Location
- 2720 Hillside Dr Dallas, Texas 75214 United States 32°49′22″N 96°44′57″W﻿ / ﻿32.822763°N 96.749246°W

Information
- Type: Private school
- Established: 1971
- NCES School ID: A1399023
- Principal: Dr. Greg Chalfin
- Faculty: 46.3
- Grades: K-12
- Enrollment: 400 (2016)
- Website: www.lakehillprep.org

= Lakehill Preparatory School =

Lakehill Preparatory School is a college preparatory school in the Lakewood, Dallas, Texas neighborhood. The school is accredited through a number of bodies including the Texas Private School Accreditation Commission, which works through the State Commissioner of Education. Currently, the school is accredited by the Independent Schools Association of the Southwest (ISAS), and is a member of the National Association of Independent schools (NAIS). During the 2011-2012 school year, the enrollment at Lakehill was 380 students.

==History==
The school was founded in 1971, around the time Dallas Independent School District began desegregation busing.

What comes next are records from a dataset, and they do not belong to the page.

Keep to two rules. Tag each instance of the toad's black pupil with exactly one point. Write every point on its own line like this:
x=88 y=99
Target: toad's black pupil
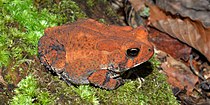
x=132 y=52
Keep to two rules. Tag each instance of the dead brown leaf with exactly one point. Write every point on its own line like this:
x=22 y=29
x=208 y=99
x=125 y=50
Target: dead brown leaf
x=137 y=4
x=170 y=45
x=186 y=30
x=179 y=75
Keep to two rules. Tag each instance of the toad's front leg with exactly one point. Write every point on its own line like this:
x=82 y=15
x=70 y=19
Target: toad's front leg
x=102 y=78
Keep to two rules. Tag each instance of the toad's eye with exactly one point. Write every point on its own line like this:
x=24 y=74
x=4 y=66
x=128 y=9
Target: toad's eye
x=132 y=52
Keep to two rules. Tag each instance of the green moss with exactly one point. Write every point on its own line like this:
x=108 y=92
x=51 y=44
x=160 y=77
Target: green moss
x=153 y=91
x=91 y=3
x=22 y=26
x=28 y=93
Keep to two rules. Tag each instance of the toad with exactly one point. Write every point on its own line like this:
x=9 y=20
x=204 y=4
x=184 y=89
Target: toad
x=89 y=52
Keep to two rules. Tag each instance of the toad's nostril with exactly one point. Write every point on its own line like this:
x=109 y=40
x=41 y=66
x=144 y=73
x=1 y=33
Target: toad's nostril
x=149 y=49
x=132 y=52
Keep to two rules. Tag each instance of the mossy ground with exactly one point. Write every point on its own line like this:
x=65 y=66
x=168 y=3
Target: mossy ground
x=18 y=50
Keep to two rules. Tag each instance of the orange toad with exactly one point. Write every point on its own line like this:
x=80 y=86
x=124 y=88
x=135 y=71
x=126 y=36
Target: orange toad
x=87 y=51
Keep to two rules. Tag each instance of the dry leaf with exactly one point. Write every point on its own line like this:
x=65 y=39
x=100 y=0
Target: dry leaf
x=186 y=30
x=179 y=75
x=195 y=9
x=164 y=42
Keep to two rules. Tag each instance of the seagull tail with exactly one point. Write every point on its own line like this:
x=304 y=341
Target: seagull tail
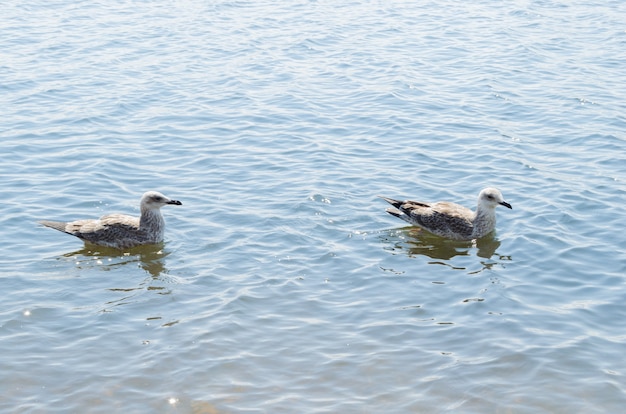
x=57 y=225
x=395 y=203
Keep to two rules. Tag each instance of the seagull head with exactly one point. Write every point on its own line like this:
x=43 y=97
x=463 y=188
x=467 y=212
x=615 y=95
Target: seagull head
x=491 y=198
x=154 y=200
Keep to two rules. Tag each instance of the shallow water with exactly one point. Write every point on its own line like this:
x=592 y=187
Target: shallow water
x=282 y=285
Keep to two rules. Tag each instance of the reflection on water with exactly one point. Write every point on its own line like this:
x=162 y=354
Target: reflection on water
x=150 y=258
x=415 y=242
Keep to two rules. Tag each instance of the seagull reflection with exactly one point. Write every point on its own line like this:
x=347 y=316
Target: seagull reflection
x=149 y=257
x=415 y=242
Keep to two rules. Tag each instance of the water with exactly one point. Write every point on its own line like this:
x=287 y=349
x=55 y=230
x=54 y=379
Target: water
x=283 y=286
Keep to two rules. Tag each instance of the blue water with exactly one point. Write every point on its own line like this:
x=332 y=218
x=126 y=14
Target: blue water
x=282 y=285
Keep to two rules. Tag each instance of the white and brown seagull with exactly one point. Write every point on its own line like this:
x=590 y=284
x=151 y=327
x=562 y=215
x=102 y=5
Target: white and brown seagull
x=451 y=220
x=121 y=231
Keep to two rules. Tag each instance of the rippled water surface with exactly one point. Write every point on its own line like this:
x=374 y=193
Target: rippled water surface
x=282 y=285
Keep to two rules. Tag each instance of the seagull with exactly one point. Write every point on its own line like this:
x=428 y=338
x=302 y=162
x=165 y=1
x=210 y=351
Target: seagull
x=451 y=220
x=119 y=230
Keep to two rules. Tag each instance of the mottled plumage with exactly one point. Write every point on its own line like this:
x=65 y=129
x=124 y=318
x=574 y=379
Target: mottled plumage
x=119 y=230
x=451 y=220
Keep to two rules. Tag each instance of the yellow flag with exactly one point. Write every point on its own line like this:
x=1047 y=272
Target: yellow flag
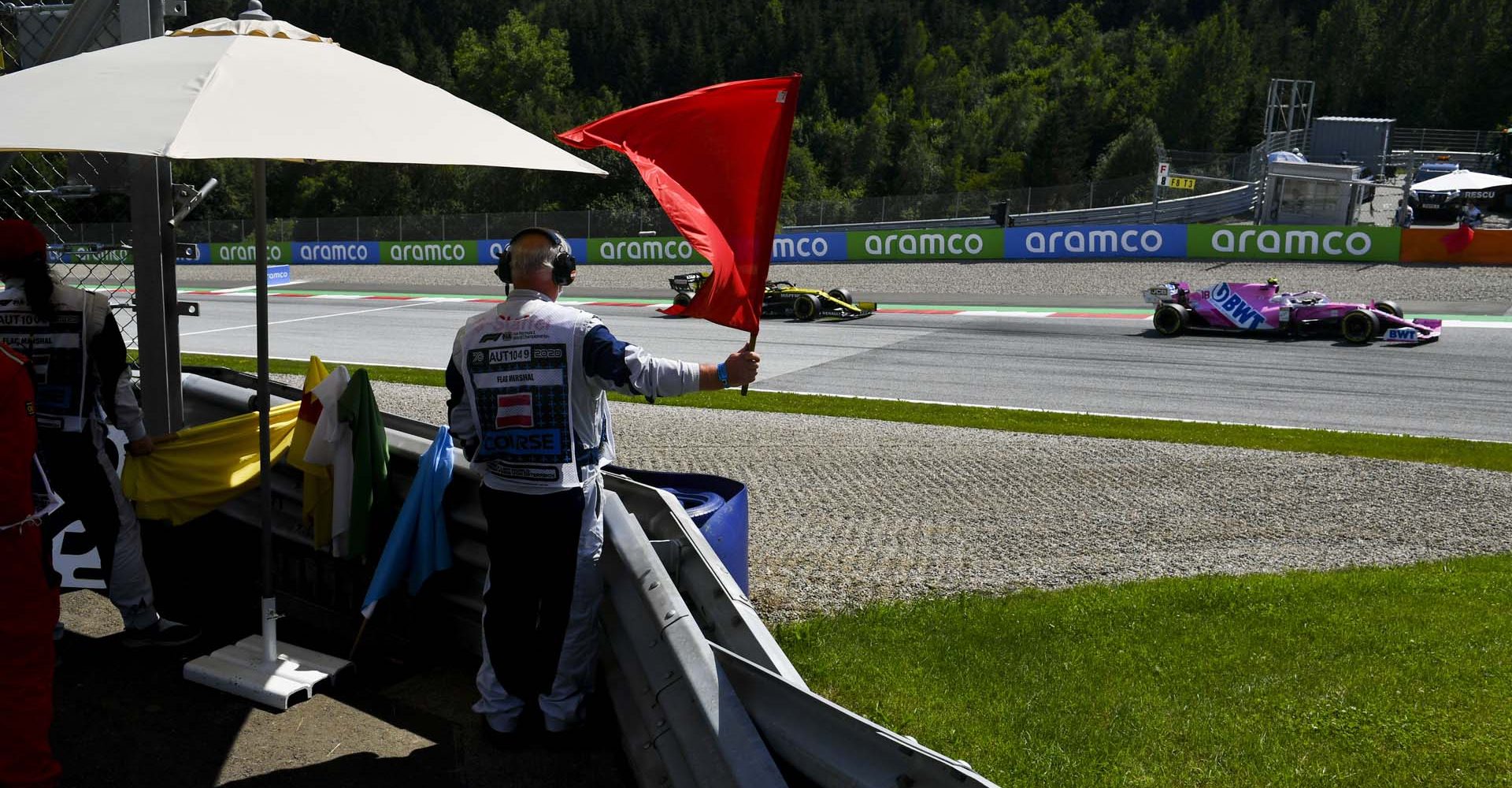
x=205 y=466
x=318 y=488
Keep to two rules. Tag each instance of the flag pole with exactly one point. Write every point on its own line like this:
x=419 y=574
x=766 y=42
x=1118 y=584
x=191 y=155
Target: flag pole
x=359 y=638
x=749 y=347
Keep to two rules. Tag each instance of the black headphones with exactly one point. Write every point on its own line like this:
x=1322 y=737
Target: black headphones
x=563 y=265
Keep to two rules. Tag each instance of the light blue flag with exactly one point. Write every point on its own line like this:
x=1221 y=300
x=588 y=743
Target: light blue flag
x=417 y=544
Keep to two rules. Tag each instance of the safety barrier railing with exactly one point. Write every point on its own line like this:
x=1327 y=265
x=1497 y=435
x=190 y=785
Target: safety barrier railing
x=1236 y=202
x=703 y=694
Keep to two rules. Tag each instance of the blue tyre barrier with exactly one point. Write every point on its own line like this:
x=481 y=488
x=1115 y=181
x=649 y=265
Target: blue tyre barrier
x=717 y=506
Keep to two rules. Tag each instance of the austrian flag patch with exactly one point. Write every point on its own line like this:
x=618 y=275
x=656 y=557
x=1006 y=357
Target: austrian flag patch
x=514 y=411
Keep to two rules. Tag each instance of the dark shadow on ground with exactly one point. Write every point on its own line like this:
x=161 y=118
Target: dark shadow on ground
x=128 y=717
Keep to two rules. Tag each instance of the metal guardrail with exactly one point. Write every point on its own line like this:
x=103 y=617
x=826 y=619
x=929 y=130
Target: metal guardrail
x=703 y=694
x=1181 y=210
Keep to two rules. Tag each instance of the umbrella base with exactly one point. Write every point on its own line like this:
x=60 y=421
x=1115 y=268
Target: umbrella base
x=241 y=669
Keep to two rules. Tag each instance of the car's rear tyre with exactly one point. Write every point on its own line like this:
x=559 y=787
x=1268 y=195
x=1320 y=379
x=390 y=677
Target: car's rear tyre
x=1171 y=319
x=805 y=307
x=1360 y=327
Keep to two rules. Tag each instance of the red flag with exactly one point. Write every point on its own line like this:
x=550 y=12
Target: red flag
x=714 y=159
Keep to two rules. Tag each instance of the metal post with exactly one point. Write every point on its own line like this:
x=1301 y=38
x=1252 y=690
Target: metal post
x=154 y=258
x=265 y=489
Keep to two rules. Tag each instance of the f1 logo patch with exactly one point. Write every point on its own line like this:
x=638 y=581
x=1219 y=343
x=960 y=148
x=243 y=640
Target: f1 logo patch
x=514 y=411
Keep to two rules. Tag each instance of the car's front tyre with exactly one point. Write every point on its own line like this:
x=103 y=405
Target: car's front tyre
x=1171 y=319
x=805 y=307
x=1360 y=327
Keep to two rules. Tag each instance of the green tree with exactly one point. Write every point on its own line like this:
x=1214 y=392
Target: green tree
x=1133 y=153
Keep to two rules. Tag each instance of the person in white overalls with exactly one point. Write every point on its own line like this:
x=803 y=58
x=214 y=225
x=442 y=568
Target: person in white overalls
x=82 y=378
x=528 y=404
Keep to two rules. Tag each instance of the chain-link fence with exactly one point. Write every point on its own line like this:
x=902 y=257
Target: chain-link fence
x=634 y=221
x=41 y=188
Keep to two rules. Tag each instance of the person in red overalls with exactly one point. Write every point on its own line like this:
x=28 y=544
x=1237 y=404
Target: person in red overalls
x=28 y=597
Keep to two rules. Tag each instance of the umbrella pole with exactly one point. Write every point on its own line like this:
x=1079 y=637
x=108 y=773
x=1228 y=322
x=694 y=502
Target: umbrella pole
x=265 y=490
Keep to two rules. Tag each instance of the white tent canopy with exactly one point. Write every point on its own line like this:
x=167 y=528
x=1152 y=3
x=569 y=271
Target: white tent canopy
x=261 y=90
x=215 y=91
x=1461 y=180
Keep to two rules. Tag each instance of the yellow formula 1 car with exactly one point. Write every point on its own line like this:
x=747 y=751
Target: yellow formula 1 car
x=784 y=299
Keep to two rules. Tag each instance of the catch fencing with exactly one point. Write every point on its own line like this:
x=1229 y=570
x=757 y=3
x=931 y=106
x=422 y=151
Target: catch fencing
x=37 y=187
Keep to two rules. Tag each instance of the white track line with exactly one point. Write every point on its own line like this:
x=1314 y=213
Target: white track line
x=302 y=319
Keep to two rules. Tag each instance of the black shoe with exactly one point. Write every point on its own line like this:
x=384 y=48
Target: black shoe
x=162 y=634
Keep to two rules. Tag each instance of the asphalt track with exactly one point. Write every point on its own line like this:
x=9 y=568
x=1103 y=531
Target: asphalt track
x=1455 y=388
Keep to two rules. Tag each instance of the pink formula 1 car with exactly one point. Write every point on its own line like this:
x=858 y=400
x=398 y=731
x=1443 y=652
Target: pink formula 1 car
x=1232 y=306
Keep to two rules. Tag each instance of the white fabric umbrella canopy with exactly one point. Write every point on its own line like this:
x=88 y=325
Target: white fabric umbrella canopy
x=213 y=93
x=1461 y=180
x=256 y=88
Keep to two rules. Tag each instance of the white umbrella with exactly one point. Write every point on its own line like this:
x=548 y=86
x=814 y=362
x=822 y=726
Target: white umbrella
x=256 y=88
x=1461 y=180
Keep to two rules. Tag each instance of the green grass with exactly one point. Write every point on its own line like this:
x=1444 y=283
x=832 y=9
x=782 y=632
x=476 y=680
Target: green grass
x=1370 y=676
x=1423 y=450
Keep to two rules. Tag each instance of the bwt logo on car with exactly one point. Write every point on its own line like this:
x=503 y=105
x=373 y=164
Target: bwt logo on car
x=427 y=253
x=925 y=243
x=1095 y=241
x=1293 y=243
x=1234 y=307
x=787 y=247
x=650 y=248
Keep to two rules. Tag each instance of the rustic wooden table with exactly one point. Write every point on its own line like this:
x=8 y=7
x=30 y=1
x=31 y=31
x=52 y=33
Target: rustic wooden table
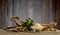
x=2 y=32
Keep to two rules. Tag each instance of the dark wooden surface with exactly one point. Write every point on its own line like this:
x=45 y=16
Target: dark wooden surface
x=2 y=32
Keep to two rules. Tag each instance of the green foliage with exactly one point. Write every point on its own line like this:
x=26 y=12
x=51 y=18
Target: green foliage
x=26 y=26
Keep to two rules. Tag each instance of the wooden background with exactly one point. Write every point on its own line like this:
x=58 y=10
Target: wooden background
x=42 y=11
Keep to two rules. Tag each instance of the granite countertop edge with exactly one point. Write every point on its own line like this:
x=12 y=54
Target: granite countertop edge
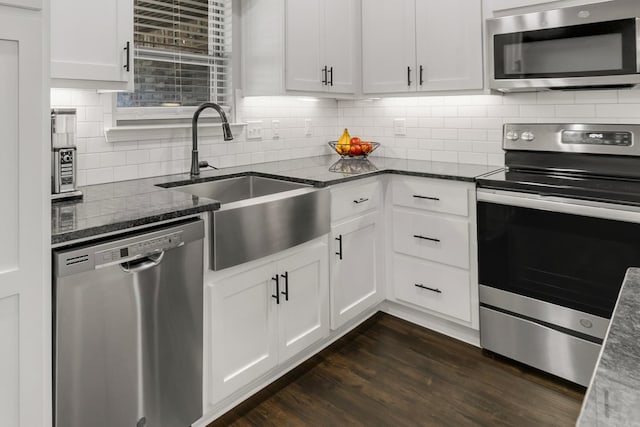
x=99 y=213
x=612 y=397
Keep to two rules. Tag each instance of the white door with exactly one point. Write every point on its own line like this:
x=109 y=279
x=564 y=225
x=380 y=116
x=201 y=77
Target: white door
x=89 y=40
x=448 y=44
x=341 y=28
x=304 y=68
x=354 y=278
x=304 y=300
x=25 y=275
x=243 y=329
x=388 y=46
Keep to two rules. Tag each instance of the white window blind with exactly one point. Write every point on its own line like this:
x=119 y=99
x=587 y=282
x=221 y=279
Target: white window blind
x=182 y=53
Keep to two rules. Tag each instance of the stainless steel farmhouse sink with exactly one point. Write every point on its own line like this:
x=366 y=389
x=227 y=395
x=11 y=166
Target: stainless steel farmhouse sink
x=260 y=216
x=230 y=190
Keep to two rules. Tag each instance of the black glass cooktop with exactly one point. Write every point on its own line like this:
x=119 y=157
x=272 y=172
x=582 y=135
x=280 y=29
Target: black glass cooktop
x=573 y=185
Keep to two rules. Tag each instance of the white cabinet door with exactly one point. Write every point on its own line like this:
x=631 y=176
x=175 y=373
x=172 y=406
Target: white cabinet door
x=243 y=329
x=448 y=44
x=25 y=275
x=88 y=43
x=304 y=45
x=303 y=311
x=388 y=46
x=340 y=34
x=354 y=276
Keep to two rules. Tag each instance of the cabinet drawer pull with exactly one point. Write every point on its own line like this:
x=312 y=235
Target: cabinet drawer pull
x=421 y=286
x=286 y=285
x=277 y=294
x=417 y=196
x=432 y=239
x=127 y=64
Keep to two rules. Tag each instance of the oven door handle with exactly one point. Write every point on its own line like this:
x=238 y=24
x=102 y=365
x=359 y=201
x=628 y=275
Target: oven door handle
x=561 y=204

Bernard Fulton was headmaster from 1976-1978. He was a progressive educator, having founded the Greenhill School and serving as its headmaster for twenty-five years.

==Campus==

The main campus is located on Hillside Drive in the heart of Lakewood. The campus sits on 6 acre and houses classrooms, a gymnasium, an auditorium, two libraries, multiple science and computer labs, and the Charles J. Wyly, Jr. Auditorium. The 17 acre Roger L. Perry Campus is located just four miles (6 km) from the Main Campus. Built in 2001, this campus is home to the Warrior Athletic Complex and the Alice and Erle Nye Family Environmental Science Center. The Environmental Center offers meeting spaces, classrooms, and laboratories. The Warrior Athletic Complex offers a football stadium, baseball field, softball field, four tennis courts, and a field house. Athletic events, off-season training, and extracurricular activities are held at the Warrior Complex throughout the year. In September 2009, Lakehill opened the Alice and Erle Nye Family Environmental Science Center, a 6500 sqft silver LEED certified building.

On March 1, 2009, a fire broke out in the school's gym, rendering it unusable. A new gym was opened in September 2009.

In 2017, the school debuted significant enhancements to the Main Campus, adding 16,000 sqft of new space, and 8,000 sqft of renovated space. The additions include new lab spaces for science, writing, and computer science, as well as a new art studio. New classrooms, administrative offices, and meeting and event rooms were also added, along with a new inner courtyard.

==Athletics==
Lakehill offers baseball, basketball, cross country, football, soccer, golf, rowing/crew, swimming, tennis, track, and volleyball to students in grades 7-12. Cheerleading is also offered from the sixth grade through high school. The teams usually compete in division 1 football and TAPPS.

==Arts==
Lakehill offers Choir, Theater, Musical Theater, and Visual Arts, such as Drawing, Painting, and Sculpture. Performances are held in the 560-seat Charles J. Wyly auditorium.